A few days ago, Sister Ali published an article “reward! 5 questions to collect the top 3% of the code industry super king” — I was very excited to see this title, because I can finally prove that my skills are very awesome.

Unfortunately, with 8 years of Java development experience, I found myself solving all five problems wrong! Once again, the hard way, I was one of the 97 percent of engineers who were killed.

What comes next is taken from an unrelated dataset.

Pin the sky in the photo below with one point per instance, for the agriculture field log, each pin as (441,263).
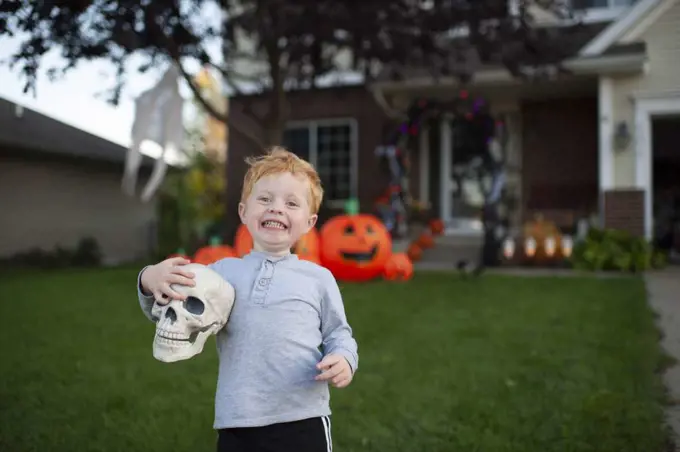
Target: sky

But at least I have a thick skin. Although I have done everything wrong, I still dare to face myself.

01, primitive type float

The first one looks like this, with the following code:

public class FloatPrimitiveTest {
    public static void main(String[] args) {
        float a = 1.0 f - 0.9 f;
        float b = 0.9 f - 0.8 f;
        if (a == b) {
            System.out.println("true");
        } else {
            System.out.println("false"); }}}Copy the code

At first glance, this problem is too easy, right?

1.0f-0.9f is 0.1f, 0.9f-0.8f is 0.1f, 0.9f-0.8f is 0.1f, 0.9f-0.8f is 0.1f, 0.9f-0.8f is 0.1f.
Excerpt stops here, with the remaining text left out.